Farpas sino-americanas contribuem para o quadro
Segundo o MAPA, em geral, as exportações do agronegócio foram recordes para o mês de junho de 2020, com registros de vendas externas de US$ 10,17 bilhões (cerca de R$ 54,4 bilhões). Houve crescimento de 24,5% em relação às exportações de junho de 2019 (US$ 8,17 bilhões, ou cerca de R$ 43,7 bilhões, na cotação atual).
Conforme Palermo, um for fatores que influenciou o aumento das exportações do setor corresponde aos atritos entre os EUA e a China.
"A China está comprando 40% de tudo que o agronegócio exporta [...]. O conflito entre a China e os EUA está aumentando, agora por conta de Hong Kong, tecnologia e outras questões, então a China não está cumprindo o acordo [comercial] Phase One [firmado com os EUA]. E como o Brasil compete diretamente com os EUA, as exportações brasileiras acabam preenchendo a demanda chinesa."
Além disso, a China se recuperou mais rápido da pandemia e começou a aumentar as importações, principalmente, de comida, ressaltou a analista.
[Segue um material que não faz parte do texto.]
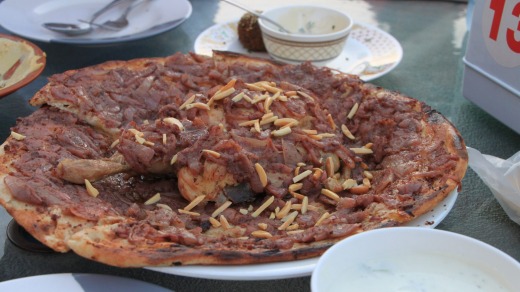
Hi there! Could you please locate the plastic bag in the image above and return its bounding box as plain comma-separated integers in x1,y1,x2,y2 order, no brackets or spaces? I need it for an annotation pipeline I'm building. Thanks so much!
468,147,520,224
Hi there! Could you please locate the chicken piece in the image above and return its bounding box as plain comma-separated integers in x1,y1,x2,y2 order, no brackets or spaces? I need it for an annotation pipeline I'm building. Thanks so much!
56,159,131,184
177,161,238,203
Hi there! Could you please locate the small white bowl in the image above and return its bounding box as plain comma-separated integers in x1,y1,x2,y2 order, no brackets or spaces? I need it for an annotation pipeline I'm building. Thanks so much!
258,5,354,63
311,227,520,292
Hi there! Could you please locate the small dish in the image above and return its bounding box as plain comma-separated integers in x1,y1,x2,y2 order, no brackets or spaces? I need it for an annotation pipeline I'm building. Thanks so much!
194,20,403,81
311,227,520,292
258,5,354,63
0,34,46,98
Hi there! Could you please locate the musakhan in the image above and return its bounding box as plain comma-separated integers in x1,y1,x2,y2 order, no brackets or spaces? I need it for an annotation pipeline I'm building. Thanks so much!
0,52,467,267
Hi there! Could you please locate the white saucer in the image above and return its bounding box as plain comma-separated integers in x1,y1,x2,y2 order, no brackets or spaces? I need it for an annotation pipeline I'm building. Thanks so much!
0,0,192,45
146,190,458,281
194,21,403,81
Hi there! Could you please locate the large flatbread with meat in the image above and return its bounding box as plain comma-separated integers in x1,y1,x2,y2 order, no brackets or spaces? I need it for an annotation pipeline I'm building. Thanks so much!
0,52,467,267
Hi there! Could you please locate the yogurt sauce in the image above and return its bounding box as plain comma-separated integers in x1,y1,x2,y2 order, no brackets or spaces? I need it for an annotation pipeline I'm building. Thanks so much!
325,254,513,292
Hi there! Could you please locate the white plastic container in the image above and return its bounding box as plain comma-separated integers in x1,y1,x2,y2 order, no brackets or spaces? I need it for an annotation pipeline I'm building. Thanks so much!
463,0,520,134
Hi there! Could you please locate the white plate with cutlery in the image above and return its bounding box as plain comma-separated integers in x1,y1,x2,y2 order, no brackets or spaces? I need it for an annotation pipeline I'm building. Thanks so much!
0,0,192,45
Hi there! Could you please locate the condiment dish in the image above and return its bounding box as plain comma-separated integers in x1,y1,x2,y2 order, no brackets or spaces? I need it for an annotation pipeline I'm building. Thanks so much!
258,5,354,63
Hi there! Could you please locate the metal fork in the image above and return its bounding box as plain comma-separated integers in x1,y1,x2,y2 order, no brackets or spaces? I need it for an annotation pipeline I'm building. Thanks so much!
99,0,148,30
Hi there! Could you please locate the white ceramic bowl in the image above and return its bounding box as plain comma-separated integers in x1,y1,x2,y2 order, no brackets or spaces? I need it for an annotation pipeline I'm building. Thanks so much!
311,227,520,292
258,5,353,63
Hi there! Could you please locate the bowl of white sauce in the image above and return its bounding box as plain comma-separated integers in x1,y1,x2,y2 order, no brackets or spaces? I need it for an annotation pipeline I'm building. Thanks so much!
311,227,520,292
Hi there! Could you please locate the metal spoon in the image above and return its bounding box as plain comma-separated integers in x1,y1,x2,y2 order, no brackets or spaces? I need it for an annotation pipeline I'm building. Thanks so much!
221,0,291,33
99,0,148,30
42,0,128,36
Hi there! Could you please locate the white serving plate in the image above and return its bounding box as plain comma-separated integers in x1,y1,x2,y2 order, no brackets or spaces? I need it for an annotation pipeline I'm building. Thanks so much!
146,191,458,280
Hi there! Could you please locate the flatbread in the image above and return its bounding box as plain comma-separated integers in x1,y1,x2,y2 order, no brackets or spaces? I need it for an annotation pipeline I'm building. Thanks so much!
0,52,468,267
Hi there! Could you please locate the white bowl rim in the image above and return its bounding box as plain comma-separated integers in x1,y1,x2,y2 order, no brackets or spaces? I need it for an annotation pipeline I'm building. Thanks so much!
258,4,354,42
311,226,520,292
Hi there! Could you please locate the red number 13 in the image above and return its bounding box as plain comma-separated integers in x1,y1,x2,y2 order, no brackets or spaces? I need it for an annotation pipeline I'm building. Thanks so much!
489,0,520,53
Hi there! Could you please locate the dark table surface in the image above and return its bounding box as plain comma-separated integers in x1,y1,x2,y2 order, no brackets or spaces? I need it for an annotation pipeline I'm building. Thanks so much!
0,0,520,292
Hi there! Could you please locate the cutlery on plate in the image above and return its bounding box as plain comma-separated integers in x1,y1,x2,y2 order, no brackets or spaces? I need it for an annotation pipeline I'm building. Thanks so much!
42,0,135,36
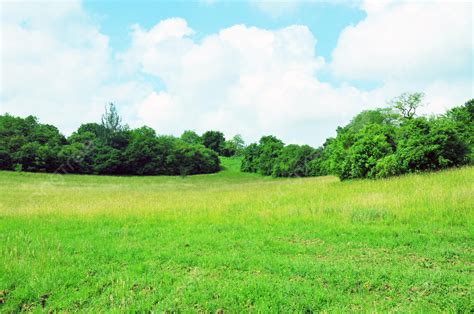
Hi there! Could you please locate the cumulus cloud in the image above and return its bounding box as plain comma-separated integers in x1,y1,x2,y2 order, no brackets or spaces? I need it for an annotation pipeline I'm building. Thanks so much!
332,0,473,82
0,1,473,145
0,1,150,133
121,18,378,143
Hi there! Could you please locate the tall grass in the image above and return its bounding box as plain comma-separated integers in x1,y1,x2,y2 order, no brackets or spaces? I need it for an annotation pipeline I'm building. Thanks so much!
0,159,474,312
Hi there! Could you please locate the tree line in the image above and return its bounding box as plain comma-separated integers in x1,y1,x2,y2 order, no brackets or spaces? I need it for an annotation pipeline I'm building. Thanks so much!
0,104,244,175
241,93,474,180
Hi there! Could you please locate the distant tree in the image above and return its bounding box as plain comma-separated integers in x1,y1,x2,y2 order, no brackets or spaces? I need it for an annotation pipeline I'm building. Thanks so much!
221,141,237,157
257,135,285,176
240,143,259,172
346,108,400,132
391,93,425,119
202,131,225,154
101,103,122,133
272,144,316,177
397,118,469,172
230,134,245,156
181,130,202,145
446,99,474,164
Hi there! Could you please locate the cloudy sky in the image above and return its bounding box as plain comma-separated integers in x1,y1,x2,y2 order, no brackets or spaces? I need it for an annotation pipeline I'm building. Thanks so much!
0,0,474,145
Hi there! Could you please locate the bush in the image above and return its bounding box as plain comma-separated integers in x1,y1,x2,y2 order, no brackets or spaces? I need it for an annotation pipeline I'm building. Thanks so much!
374,154,404,179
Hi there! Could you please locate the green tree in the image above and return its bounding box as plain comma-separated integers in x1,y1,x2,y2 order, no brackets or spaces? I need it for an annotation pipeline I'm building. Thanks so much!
202,131,225,154
181,130,202,145
391,93,425,119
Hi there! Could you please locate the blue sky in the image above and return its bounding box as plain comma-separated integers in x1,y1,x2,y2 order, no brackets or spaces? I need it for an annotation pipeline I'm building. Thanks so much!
0,0,474,146
84,1,365,59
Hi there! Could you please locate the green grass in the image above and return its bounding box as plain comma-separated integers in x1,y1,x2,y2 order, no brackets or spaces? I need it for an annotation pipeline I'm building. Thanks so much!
0,159,474,312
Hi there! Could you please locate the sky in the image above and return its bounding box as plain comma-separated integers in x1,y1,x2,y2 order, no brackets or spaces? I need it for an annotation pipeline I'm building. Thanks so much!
0,0,474,146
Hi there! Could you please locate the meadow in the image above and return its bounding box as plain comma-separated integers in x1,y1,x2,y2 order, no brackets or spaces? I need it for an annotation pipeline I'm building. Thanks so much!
0,158,474,312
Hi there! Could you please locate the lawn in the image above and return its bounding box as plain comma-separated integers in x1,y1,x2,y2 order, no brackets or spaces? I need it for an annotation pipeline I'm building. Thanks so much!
0,159,474,312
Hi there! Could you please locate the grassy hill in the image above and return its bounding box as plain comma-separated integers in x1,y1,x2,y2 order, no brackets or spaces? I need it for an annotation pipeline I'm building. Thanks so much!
0,159,474,312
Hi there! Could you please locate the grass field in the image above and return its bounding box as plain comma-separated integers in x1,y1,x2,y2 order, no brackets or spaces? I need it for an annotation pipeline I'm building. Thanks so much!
0,159,474,312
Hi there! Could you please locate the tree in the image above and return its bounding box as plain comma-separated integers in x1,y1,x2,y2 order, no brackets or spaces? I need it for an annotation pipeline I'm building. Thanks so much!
272,144,316,177
257,135,285,176
202,131,225,154
230,134,245,156
101,103,122,133
446,99,474,164
240,143,259,172
181,130,202,145
391,93,425,119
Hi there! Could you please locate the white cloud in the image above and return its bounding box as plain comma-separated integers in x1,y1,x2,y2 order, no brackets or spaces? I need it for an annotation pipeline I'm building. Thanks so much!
332,0,473,82
249,0,302,18
0,1,473,145
0,1,150,133
122,19,380,144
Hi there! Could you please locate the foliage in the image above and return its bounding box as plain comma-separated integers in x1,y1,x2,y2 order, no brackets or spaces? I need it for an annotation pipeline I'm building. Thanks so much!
391,93,425,119
180,130,202,145
202,131,225,154
0,108,219,175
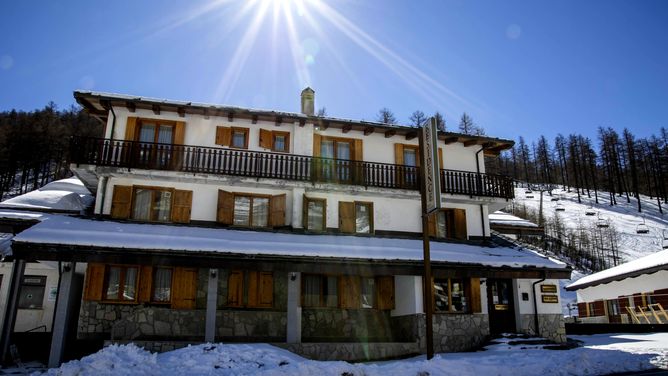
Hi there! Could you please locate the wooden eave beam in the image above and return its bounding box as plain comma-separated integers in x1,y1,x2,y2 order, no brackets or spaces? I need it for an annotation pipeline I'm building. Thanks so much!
125,101,137,112
443,137,459,145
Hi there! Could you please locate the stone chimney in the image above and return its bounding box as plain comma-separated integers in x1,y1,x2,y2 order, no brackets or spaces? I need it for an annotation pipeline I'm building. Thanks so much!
302,87,315,116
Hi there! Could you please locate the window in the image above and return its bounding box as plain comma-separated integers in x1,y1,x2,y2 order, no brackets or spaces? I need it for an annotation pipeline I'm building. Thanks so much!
434,278,470,313
355,202,373,234
304,197,327,232
339,201,374,234
19,275,46,309
230,127,248,149
233,195,269,227
151,268,172,303
104,265,138,302
132,186,173,222
227,270,274,308
302,274,339,308
362,277,376,308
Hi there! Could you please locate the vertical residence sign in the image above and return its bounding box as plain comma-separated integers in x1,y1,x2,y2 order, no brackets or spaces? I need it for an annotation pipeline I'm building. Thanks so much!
420,117,441,214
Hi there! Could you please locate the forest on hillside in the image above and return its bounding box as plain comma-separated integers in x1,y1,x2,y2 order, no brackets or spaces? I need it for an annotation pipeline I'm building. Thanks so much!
0,103,103,200
487,127,668,213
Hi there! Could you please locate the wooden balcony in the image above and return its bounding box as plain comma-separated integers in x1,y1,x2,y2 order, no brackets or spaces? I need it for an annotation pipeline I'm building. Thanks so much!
70,138,514,199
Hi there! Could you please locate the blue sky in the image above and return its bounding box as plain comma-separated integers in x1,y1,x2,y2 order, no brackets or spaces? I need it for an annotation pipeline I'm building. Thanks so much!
0,0,668,144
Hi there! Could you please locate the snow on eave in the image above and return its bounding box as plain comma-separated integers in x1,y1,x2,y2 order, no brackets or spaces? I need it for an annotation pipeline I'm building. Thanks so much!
14,215,570,271
566,249,668,291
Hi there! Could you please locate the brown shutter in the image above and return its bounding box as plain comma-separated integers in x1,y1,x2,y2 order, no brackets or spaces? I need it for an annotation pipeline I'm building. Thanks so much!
427,212,438,236
453,209,468,240
227,270,244,307
258,272,274,308
137,266,153,303
302,195,308,230
83,263,104,301
469,278,482,313
248,271,260,307
172,267,197,309
172,189,193,223
269,193,285,227
260,128,274,149
216,127,232,146
111,185,132,219
339,275,362,309
438,148,443,170
394,143,404,165
376,276,394,310
339,201,355,234
352,138,364,161
124,116,137,141
313,134,322,157
174,121,186,145
578,303,587,317
216,189,234,225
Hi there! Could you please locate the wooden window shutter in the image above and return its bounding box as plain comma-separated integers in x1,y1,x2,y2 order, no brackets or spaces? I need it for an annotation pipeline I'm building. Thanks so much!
172,267,197,309
269,193,285,227
172,189,193,223
352,139,364,161
216,127,232,146
339,275,362,309
427,212,438,236
174,121,186,145
83,263,104,301
260,128,274,149
469,278,482,313
216,189,234,225
339,201,355,234
137,266,153,303
394,143,404,165
376,276,394,310
438,148,443,170
124,116,137,141
111,185,132,219
313,134,322,157
227,270,244,307
454,209,468,240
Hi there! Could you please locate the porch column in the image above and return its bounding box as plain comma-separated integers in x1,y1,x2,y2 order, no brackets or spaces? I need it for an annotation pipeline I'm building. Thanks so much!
0,259,26,364
286,272,302,343
49,262,76,368
204,269,218,342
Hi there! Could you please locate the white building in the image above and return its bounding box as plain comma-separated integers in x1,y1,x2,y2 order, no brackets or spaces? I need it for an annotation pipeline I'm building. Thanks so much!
2,88,570,360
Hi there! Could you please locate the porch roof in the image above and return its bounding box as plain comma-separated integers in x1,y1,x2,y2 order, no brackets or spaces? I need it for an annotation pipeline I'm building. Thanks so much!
14,215,570,272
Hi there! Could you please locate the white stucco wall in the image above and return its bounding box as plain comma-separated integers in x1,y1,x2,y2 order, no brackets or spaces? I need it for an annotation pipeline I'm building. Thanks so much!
0,262,58,332
576,270,668,303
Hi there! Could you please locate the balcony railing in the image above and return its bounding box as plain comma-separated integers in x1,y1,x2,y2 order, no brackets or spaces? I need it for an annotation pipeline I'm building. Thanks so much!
70,137,514,199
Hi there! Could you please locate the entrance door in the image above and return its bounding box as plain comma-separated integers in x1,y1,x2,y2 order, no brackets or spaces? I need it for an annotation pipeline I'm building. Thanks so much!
487,279,517,335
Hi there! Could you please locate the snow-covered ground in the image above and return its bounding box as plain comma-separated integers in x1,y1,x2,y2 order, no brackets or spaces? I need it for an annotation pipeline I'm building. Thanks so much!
35,333,668,376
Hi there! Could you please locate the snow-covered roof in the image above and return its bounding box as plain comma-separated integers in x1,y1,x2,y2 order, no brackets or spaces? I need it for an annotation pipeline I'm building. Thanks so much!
14,215,567,270
489,211,538,228
566,249,668,290
0,178,95,212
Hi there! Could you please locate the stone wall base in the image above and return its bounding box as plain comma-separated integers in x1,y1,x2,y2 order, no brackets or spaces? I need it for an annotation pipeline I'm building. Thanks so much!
519,313,566,343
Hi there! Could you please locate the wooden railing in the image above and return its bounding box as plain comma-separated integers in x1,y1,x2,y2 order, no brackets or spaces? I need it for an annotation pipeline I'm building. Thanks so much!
70,137,513,199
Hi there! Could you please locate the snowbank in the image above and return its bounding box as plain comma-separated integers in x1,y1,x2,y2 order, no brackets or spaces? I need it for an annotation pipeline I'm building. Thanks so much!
40,333,668,376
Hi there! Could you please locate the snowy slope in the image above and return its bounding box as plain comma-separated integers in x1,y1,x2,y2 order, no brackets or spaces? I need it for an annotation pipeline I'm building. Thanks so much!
515,188,668,262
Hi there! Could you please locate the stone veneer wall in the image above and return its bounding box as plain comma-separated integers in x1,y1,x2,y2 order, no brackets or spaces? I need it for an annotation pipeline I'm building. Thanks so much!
302,308,393,342
519,313,566,343
392,313,489,352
Lições da pandemia para o setor
Não obstante resultados positivos, a pandemia virou um papel tornassol para o agronegócio, expondo alguns pontos fracos do setor. Em entrevista à Sputnik Brasil, as analistas destacaram alguns deles.
"O maior problema gerado pela pandemia é a questão fiscal, o aumento da dívida pública. Além disso, o problema crônico do Brasil é a baixa produtividade", opinou Palermo.
De acordo com ela, a participação do comércio exterior no PIB do Brasil fica em torno de 23%, "muito abaixo da média mundial". Já o aumento dessa participação contribuiria bastante para o desempenho econômico em geral e com o desempenho do agro.
A analista reforçou que a imagem do Brasil criada no exterior à luz do aumento de desmatamento da Floresta Amazônica também contribui negativamente na questão da produtividade.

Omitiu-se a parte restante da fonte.